May 18th: Hey Everyone, I'm new to this site and I'm about 8 weeks pregnant with my second child, and let me tell u im terrified! This past year has been hard for me, as I just had a baby boy in July, 2007. Im young, going to college for nursing, and me and my boyfriend are working hard to support our son. This pregnancy was VERY unexpected (i was on birth control!) and I haven't told my family yet. But, I am getting a little excited as time goes on, because kids are a gift from God, and I can't imagine not having my son Darian in my life. I have no regrets, I am SOO in love with him:) I have alot of mixed emotions right now, and I find myself wondering how I can love another baby as much as I love my son? I jus wana be the BEST mother that I can be. I know it's gonna be hard, raising two kids and getting my life started, but I know God will bring me through it, he always does. I haven't had my second ultrasound yet (my first was too early to show a heartbeat) so I'm excited to find out an exact due date. According to this site it will be around Christmas so I'm looking forward to that! I loove getting advice and talking to other mothers or mothers-to-be, so anything I get is appreciated.
A mother's love! What can compare with it! Of all things on earth, it comes nearest to divine love in heaven. A mother's love means a life's devotion - and sometimes a life's sacrifice - with but one thought, one hope and one feeling, that her children will grow up healthy and strong, free from evil habits and able to provide for themselves. Her sole wish is that they may do their part like men and women, avoid dangers and pitfalls, and when dark hours come, trust in Providence to give them strength, patience and courage to bear up bravely. Happy is the mother when her heart's wish is answered, and happy are sons and daughters when they can feel that they have contributed to her noble purpose, and in some measure, repaid her unceasing, unwavering love and devotion.

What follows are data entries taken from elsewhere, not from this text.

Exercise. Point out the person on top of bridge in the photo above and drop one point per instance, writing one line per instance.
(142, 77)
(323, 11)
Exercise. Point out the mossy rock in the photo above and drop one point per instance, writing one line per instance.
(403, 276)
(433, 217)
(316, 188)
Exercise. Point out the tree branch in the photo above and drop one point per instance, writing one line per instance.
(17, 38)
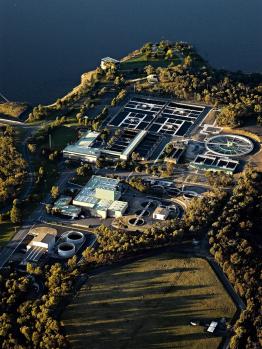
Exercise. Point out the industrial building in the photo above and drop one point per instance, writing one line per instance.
(42, 242)
(82, 149)
(62, 205)
(214, 163)
(89, 149)
(161, 213)
(101, 197)
(107, 62)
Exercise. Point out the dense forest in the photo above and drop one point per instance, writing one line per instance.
(235, 239)
(12, 168)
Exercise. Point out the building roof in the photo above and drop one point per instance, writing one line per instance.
(83, 145)
(62, 201)
(103, 205)
(70, 210)
(212, 327)
(161, 211)
(215, 163)
(118, 205)
(40, 231)
(43, 237)
(88, 194)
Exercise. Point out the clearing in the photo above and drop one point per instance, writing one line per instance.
(149, 304)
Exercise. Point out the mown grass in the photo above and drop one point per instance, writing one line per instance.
(7, 231)
(149, 304)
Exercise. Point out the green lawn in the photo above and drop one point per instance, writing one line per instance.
(149, 304)
(7, 231)
(61, 136)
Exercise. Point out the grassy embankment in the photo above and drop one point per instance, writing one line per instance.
(149, 304)
(12, 109)
(7, 231)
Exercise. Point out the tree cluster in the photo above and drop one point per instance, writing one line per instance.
(12, 169)
(234, 239)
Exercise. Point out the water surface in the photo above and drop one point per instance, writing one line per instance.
(46, 45)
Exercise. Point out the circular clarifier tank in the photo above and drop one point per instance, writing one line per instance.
(66, 249)
(143, 213)
(75, 237)
(136, 221)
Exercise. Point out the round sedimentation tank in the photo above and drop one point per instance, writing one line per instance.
(75, 237)
(229, 145)
(136, 221)
(188, 194)
(66, 249)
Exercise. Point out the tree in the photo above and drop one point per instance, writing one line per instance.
(15, 214)
(31, 147)
(54, 192)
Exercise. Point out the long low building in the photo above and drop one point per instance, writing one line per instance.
(82, 149)
(42, 242)
(88, 148)
(214, 163)
(101, 197)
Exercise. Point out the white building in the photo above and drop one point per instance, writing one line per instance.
(161, 213)
(107, 61)
(44, 237)
(83, 149)
(101, 197)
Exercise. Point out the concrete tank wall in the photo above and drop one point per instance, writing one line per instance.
(66, 249)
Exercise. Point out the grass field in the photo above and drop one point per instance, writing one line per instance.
(148, 304)
(61, 136)
(7, 231)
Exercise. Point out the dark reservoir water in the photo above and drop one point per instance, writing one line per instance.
(46, 44)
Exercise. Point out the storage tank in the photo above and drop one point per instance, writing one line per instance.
(66, 249)
(75, 237)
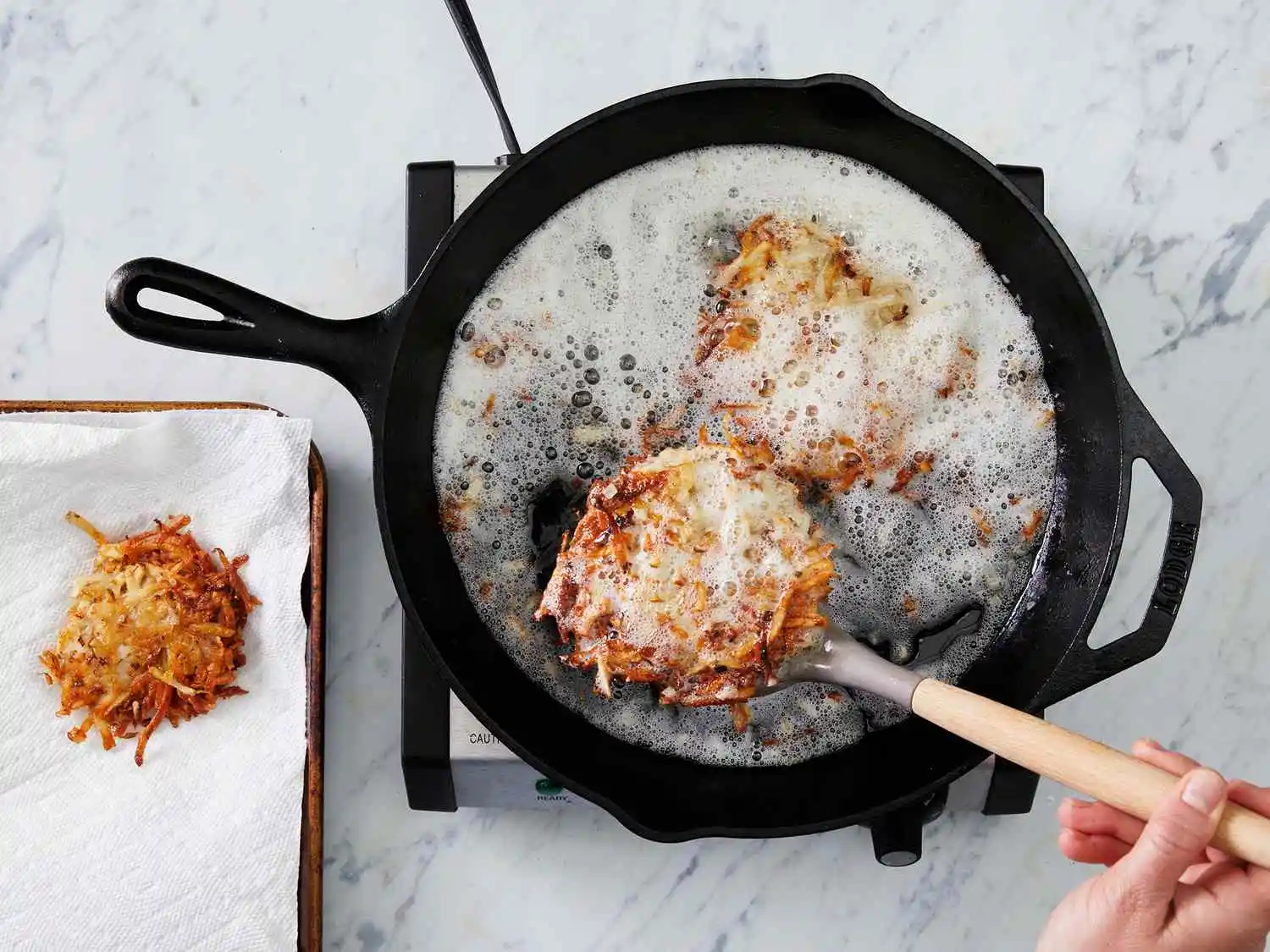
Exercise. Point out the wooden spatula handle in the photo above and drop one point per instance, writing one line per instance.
(1077, 762)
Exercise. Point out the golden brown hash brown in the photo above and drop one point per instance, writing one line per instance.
(665, 581)
(154, 632)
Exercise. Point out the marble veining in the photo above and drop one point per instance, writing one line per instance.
(267, 141)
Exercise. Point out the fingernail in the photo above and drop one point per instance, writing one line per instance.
(1204, 790)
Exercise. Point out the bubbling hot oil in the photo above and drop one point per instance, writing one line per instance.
(579, 352)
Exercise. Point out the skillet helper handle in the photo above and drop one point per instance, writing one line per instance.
(251, 325)
(1085, 667)
(1077, 762)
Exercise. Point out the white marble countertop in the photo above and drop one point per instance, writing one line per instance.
(267, 142)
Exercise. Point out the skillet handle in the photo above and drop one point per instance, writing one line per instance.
(353, 352)
(1084, 667)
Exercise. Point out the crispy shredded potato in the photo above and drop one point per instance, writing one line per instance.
(154, 632)
(695, 570)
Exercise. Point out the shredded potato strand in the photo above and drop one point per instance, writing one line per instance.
(645, 540)
(152, 634)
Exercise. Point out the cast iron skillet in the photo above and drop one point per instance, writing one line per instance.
(393, 362)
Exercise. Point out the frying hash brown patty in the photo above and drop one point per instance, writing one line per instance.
(696, 570)
(154, 632)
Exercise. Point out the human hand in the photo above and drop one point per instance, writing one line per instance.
(1165, 889)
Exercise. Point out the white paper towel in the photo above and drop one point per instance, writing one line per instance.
(197, 850)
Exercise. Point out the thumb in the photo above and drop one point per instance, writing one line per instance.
(1175, 837)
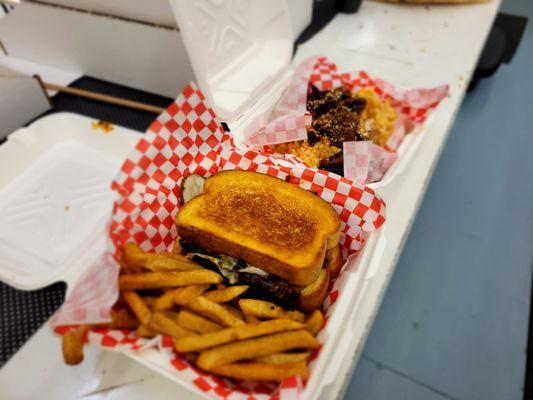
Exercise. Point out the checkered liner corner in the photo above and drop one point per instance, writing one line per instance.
(188, 138)
(413, 108)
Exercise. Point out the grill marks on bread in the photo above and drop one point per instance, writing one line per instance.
(265, 218)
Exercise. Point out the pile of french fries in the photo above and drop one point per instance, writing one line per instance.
(213, 326)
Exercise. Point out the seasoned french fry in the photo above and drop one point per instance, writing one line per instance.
(138, 306)
(202, 342)
(149, 300)
(259, 371)
(196, 323)
(251, 319)
(170, 262)
(72, 346)
(253, 348)
(176, 247)
(266, 310)
(133, 257)
(165, 325)
(165, 301)
(225, 295)
(186, 294)
(159, 280)
(234, 310)
(285, 358)
(214, 311)
(314, 322)
(122, 319)
(145, 332)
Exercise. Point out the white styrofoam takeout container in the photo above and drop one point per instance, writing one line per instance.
(55, 198)
(57, 217)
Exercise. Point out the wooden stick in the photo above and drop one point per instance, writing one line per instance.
(103, 97)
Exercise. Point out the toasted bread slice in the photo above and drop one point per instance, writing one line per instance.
(312, 296)
(336, 262)
(265, 221)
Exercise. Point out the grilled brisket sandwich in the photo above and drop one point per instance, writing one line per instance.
(260, 231)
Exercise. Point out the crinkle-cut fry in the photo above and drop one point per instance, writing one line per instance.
(145, 332)
(266, 310)
(169, 279)
(285, 358)
(207, 340)
(251, 319)
(138, 307)
(259, 371)
(225, 295)
(234, 310)
(176, 247)
(72, 345)
(165, 301)
(314, 322)
(133, 257)
(254, 348)
(186, 294)
(149, 300)
(214, 312)
(196, 323)
(166, 325)
(170, 262)
(123, 319)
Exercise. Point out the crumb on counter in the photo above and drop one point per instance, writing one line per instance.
(102, 125)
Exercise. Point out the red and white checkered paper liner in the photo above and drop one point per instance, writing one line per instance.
(187, 138)
(366, 163)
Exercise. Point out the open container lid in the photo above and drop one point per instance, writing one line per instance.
(56, 198)
(237, 49)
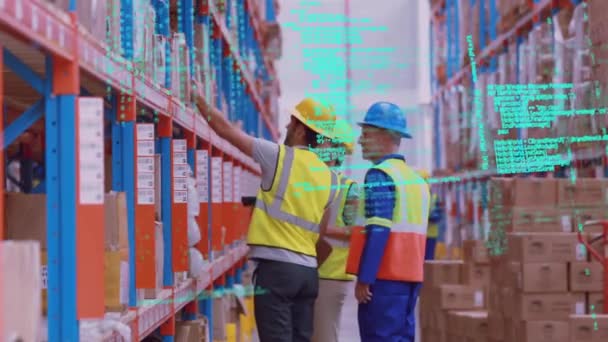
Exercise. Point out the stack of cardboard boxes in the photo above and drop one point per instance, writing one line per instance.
(533, 276)
(541, 274)
(192, 331)
(452, 301)
(22, 224)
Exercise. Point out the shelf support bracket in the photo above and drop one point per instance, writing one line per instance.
(23, 71)
(23, 122)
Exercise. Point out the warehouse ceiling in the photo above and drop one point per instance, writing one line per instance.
(393, 26)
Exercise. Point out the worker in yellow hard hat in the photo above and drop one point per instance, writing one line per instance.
(434, 219)
(296, 189)
(334, 283)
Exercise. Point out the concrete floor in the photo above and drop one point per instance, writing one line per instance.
(349, 327)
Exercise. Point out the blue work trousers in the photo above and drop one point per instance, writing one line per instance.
(390, 315)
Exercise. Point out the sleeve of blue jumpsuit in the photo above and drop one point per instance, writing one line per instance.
(379, 205)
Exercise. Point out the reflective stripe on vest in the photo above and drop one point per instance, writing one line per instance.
(334, 267)
(433, 230)
(403, 256)
(288, 216)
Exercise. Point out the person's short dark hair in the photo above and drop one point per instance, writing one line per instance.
(338, 158)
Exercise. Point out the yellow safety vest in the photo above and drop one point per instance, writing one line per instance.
(433, 231)
(288, 216)
(334, 267)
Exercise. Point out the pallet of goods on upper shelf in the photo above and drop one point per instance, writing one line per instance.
(531, 279)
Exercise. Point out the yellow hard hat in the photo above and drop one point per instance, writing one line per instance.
(344, 134)
(316, 116)
(423, 173)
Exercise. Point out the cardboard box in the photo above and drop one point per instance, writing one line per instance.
(586, 277)
(460, 297)
(543, 307)
(116, 273)
(534, 192)
(476, 325)
(192, 331)
(583, 192)
(496, 325)
(441, 272)
(526, 219)
(116, 225)
(544, 331)
(26, 219)
(545, 247)
(476, 275)
(595, 303)
(583, 214)
(543, 277)
(500, 193)
(588, 328)
(475, 251)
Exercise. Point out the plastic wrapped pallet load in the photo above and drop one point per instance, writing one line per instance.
(20, 300)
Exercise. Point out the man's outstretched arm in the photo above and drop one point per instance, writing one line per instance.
(223, 127)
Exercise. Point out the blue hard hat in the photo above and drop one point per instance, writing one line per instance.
(388, 116)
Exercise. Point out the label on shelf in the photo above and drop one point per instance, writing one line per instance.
(145, 164)
(478, 298)
(180, 196)
(579, 308)
(566, 223)
(216, 180)
(43, 275)
(180, 158)
(145, 132)
(145, 180)
(228, 189)
(202, 175)
(90, 153)
(180, 184)
(145, 148)
(145, 196)
(179, 145)
(181, 169)
(237, 174)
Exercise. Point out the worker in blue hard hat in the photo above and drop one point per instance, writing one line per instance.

5/22 - 9:21 p.m. Feelin Depressed~ ~OKay, so u kno how u have those days where u jus wonder where ur guna get the strength to do it all, n do it all alone? ok maybe not, but thats how i been feelin lately...first of all, me n the babys daddy aren't together anymore. We couldn't make it work aftr 2 1/2 years. mayb it was all the stress bein yung parents brought on us, maybe it was my attitude..or his anger? It's been a struggle everyday fo us, n were jus tryin ta get by. mayb we gave up too easily... Maybe we started it too early. I love david more than anything n i know he loves me too, hes my best friend. hes a wonderful father, hes been here for me n Darian throughout everythin n i know he always will be. he supports me in every way he should, i jus dont know y we culdnt make our relationship work? I had to let him go, n thats when he found someone else. Someone who could make him happy when I culdnt. I have his kids, but mayb she deserves him. All my hopes n dreams were shattered when he told me he loved her. We were supposed to get married, complete the family we had already made. Thats how i thought my life would go. But life doesn't always go as you plan, n im learnin that tha hard way. One thing this has done for me is brought me closer to God, because in the end, hes the only one in this world who will provide me the strength to go on, even on days when I dont think thats possible. I still haven't figured out if I deserve this, i mean the girl hes with is pregnant with someone elses baby, n he chooses to be with her. Shes good for him, n thats wut i hate the most. "We'll always be friends." thats hard for me to accept right now, seeing as how im pregnant with his second child. He made my life complete. I know hel be here for me every step of the way, n i love him for that, I jus wana b with him, ya feel me? *tear* Im an emotional wreck! I cant wait to have this baby so I can be strong again. I'm also scared of what this will do to baby d, i dont want him to have a sometimes-there kinda daddy. Im scared cuz I dont know if i can raise a man...I never saw myself as a single mother. Darian makes me wana b a better person everyday tho, Ill spend the rest of my life loving n makin him happy, NO man can come between that. PLease ladies, say a prayer for me so I can get thru this...i Know I can:) 

June 20, 2008: 13 weeks! i had my 12 week ob checkup today and i was really nervous when i went in beacuse i had been spotting a lil bit and thats never happened before in either pregnancy. well, the doctor was planning on doin a repeat ultrasound anyway so see if he was correct on dates...i could not believe how much bigger the baby was!! my last u/s last month just showed me a blob..but just a few wks later my litttle baby is all formed!! (except for a BIG head:)) it was movin around and doin flips and sucking on his (or her) lil fingers:) im also farther along than he thought and the size showed i was 13 wks, not 12. YAY! i know i've been feeling movement for a few days now ( i dont care for those of u who say its impossible, ive been thru this before and i know wut a baby feels like moving around inside me!). the baby also looked good..had a good heartbeat and everything..such a relief! I can't wait for my next u/s to see how much bigger it is!!
It's A Boy !!!!! I had my 17 week checkup and surprisingly found out what we're having! We couldn't be happier, another lil BOY!